Here are the key issues to remember when you are called upon to place your cross on the ballot paper in the next few weeks:


  • Our pensions were reduced in 2008 with the abolition of the "85 year rule" which allowed those of us with at least 25 years service to retire at 60 on an unreduced pension.


  • Savings made by that and other changes implemented in 2008 mean our pensions are now sustainable in the long term.


  • This round of pension cuts is purely about taking our money to plug the hole in the economy left by the £multi-billion bail out of the bankers.


  • From April 2011, our pensions have already been drastically reduced (by at least 15%) by simply changing the measure of inflation used when calculating the annual uprating. No one was consulted about this.


  • Those of us in the pension scheme are now being told to pay an additional 3% of our earnings in contributions. This money does not go to the pension scheme - it goes straight to the treasury. It is a tax on pensioners.

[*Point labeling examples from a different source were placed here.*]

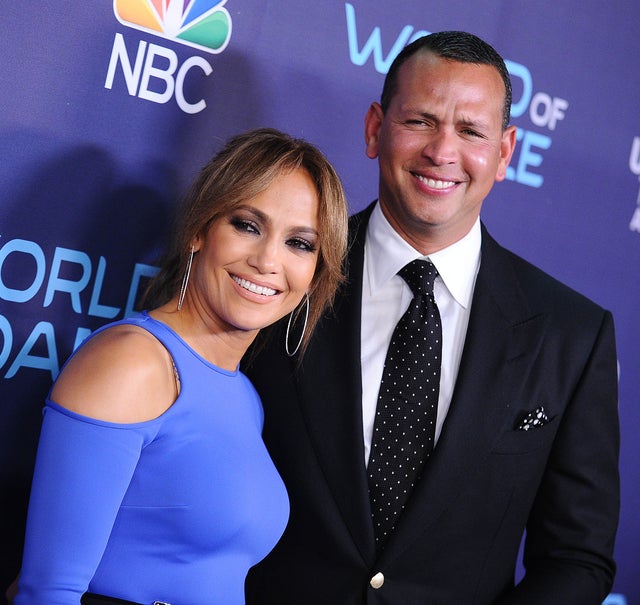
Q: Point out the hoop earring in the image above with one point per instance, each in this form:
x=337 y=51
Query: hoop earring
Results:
x=185 y=279
x=304 y=327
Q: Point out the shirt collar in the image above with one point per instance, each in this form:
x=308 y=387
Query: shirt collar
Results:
x=387 y=253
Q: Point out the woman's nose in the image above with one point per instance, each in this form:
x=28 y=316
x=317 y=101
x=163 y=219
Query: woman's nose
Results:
x=266 y=256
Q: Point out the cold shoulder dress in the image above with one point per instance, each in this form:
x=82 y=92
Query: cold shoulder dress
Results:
x=176 y=509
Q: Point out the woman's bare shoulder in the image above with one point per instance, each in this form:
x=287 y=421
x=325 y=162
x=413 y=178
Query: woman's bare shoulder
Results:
x=123 y=374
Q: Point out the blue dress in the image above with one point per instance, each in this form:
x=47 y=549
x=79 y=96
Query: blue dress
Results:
x=175 y=509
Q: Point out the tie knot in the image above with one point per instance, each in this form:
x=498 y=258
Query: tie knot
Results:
x=420 y=276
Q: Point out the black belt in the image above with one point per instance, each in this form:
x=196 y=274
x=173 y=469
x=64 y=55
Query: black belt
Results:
x=90 y=598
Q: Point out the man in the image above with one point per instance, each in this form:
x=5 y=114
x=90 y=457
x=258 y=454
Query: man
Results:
x=526 y=433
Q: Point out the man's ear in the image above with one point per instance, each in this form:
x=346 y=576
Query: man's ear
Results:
x=507 y=147
x=372 y=125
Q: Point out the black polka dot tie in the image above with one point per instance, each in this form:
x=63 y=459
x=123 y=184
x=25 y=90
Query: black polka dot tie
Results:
x=404 y=428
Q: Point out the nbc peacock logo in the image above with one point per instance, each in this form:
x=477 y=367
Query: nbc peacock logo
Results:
x=202 y=24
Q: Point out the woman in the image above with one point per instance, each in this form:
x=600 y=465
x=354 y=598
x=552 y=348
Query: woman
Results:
x=152 y=483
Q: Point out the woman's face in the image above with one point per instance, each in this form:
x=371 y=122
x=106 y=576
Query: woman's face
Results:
x=254 y=265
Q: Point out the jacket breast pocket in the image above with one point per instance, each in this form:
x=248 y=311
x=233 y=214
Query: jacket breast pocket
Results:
x=523 y=442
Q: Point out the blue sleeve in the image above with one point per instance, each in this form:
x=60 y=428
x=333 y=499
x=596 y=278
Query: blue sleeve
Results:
x=83 y=469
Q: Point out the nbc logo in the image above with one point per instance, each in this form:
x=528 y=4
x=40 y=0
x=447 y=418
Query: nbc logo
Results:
x=202 y=24
x=153 y=72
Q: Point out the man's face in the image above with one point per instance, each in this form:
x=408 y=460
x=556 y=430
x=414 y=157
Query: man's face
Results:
x=440 y=147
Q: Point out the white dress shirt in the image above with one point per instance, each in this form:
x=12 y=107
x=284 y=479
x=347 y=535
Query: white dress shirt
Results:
x=386 y=296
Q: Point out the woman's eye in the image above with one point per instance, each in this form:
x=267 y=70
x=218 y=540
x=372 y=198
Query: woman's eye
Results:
x=244 y=225
x=301 y=244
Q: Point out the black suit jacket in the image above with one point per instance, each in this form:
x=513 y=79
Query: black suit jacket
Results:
x=531 y=342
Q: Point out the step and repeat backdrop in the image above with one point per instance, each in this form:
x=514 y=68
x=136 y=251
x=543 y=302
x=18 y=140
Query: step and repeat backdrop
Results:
x=109 y=108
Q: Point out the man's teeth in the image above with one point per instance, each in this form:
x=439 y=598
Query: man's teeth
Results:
x=247 y=285
x=436 y=184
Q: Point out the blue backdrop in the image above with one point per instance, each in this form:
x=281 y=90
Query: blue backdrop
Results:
x=108 y=110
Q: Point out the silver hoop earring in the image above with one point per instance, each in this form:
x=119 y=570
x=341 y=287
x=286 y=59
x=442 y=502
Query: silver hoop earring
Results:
x=185 y=279
x=304 y=327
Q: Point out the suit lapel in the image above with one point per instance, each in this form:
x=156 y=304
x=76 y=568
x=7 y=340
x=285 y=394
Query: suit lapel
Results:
x=331 y=398
x=501 y=336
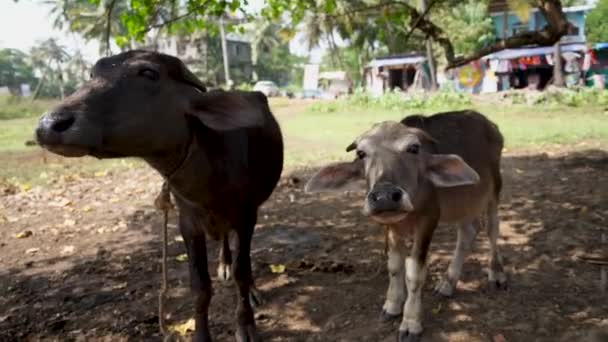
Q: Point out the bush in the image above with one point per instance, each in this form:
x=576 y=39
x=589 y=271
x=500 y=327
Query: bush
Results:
x=394 y=101
x=575 y=97
x=13 y=107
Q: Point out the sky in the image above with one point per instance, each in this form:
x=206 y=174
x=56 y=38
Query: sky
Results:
x=24 y=23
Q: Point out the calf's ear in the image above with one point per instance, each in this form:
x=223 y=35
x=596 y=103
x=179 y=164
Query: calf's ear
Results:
x=449 y=170
x=336 y=177
x=225 y=110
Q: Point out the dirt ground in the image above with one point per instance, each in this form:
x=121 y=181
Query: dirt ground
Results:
x=90 y=269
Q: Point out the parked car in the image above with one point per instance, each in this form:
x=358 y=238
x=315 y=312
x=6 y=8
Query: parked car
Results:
x=269 y=88
x=315 y=94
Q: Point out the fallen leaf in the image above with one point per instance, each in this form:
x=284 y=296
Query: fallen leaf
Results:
x=24 y=234
x=101 y=173
x=69 y=223
x=67 y=250
x=119 y=286
x=184 y=327
x=499 y=338
x=279 y=268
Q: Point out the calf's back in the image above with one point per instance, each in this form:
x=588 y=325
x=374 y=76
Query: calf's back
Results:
x=479 y=143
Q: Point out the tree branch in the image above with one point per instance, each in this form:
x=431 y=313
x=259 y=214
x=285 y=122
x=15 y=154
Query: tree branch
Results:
x=544 y=37
x=417 y=21
x=109 y=10
x=175 y=19
x=557 y=27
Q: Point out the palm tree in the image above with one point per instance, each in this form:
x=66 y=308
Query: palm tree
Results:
x=48 y=58
x=95 y=22
x=264 y=36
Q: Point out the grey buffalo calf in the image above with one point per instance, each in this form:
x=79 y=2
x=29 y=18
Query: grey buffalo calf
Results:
x=220 y=152
x=419 y=172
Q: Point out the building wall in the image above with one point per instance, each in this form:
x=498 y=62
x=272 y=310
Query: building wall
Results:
x=537 y=21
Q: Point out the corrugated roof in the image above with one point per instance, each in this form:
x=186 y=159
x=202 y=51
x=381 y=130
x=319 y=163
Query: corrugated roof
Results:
x=534 y=51
x=415 y=59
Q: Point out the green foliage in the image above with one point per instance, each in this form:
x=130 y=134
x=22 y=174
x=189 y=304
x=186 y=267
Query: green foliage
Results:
x=468 y=24
x=279 y=65
x=394 y=101
x=13 y=107
x=573 y=98
x=595 y=25
x=15 y=69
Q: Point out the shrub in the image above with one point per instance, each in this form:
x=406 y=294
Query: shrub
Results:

If you aren't in the scheme, you don't pay it.


  • We are also being asked to work longer (until 67) and receive less at the end, due to a reduction in the accrual rate.

It's time to say "Enough is enough!" HANDS OFF OUR PENSIONS!


Please make sure you receive your ballot paper, by updating your details on-line.


If you have not used this service before, you'll need to register first. Please have your membership number handy. If you don't know your membership number, please ring UNISONdirect on 0845 355 0845.

Tuesday 16 August 2011

The Great Pensions Robbery

Robert Maxwell was a crook who stole from his employees' pension funds - but he had nothing on George Osborne who, within weeks of becoming Chancellor had raided the future pensions of millions of workers, in the public and private sectors, of billions of pounds. He did this by changing the future basis of uprating our pension benefits from the Retail Price Index (RPI) to the Consumer Price Index (CPI).

This dramatic move had been in the manifesto of neither party to the Coalition of millionaires - indeed it directly contradicted promises made by all three main parties before last year's General Election.

Estimates of the cumulative loss for those of us not yet retired range upwards from 15% (or almost one pound in every six which we had been promised for the rest of our lives).

This is one element of the Government's attack upon pensions which not only applies across the whole public sector but also unites public and private sector workers. It is a move they show no sign of even considering stepping back from.

This is an opportunity to try to use the e-petition site in the interests of working people rather than for reactionary knee jerk populism - the petition is at http://epetitions.direct.gov.uk/petitions/1535.

All trade unionists, and indeed everyone who believes promises should be kept, should sign!